La grande population, la vaste diversité linguistique et démographique de l'Inde rendent difficile la lutte contre la désinformation, a-t-il ajouté, plaidant en faveur de simples étiquettes pour couper à travers cela.

« C'est un peu 'CR'... Ce sont deux lettres occidentales comme la plupart des outils Adobe, mais cela indique qu'il y a plus de contexte à montrer », a-t-il dit.

La controverse continue de tourner autour de ce que pourrait être le véritable objectif des entreprises technologiques en soutenant toute mesure de sécurité de l'IA : s'agit-il vraiment d'une préoccupation existentielle, ou simplement d'avoir une place à la table pour donner l'impression d'une préoccupation existentielle, tout en veillant à ce que leurs intérêts soient protégés dans le processus d'élaboration des règles ?
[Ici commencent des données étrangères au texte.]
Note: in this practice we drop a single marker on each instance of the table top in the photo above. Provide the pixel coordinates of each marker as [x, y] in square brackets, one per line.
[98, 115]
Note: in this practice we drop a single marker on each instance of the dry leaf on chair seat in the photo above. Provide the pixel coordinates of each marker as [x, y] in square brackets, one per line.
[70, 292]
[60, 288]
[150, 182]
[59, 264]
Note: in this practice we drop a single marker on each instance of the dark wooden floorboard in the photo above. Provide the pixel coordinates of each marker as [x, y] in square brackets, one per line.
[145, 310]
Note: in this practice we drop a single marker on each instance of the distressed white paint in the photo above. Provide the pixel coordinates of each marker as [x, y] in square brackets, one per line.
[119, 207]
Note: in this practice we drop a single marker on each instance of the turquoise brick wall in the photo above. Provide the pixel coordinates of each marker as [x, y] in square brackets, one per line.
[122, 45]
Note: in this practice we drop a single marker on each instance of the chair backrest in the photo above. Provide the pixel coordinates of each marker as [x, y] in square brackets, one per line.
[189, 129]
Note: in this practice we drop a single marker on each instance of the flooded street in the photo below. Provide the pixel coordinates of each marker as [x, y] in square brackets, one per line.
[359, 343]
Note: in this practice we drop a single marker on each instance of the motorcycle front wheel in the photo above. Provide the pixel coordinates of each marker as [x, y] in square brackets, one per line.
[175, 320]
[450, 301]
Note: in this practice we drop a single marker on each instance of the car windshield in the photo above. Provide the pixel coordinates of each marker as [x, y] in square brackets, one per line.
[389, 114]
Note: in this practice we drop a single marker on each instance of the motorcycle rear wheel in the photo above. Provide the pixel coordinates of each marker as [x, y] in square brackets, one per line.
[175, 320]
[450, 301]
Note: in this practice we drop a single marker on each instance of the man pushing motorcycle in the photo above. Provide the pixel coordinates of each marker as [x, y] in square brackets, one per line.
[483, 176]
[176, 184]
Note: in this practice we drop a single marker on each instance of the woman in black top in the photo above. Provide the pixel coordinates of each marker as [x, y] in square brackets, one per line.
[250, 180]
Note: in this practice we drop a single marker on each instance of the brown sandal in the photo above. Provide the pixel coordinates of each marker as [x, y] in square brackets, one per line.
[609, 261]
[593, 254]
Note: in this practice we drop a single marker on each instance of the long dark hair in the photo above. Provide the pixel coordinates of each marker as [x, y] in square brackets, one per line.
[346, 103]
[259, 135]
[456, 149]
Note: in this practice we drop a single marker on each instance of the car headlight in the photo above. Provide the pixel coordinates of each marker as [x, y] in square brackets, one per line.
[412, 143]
« Ce n'est généralement pas controversé pour les entreprises qui y sont impliquées, et toutes les entreprises qui ont signé l'accord récent de Munich, y compris Adobe, qui se sont réunies, ont mis de côté les pressions concurrentielles car ces idées sont quelque chose que nous devons tous mettre en œuvre », a-t-il déclaré en défense du travail.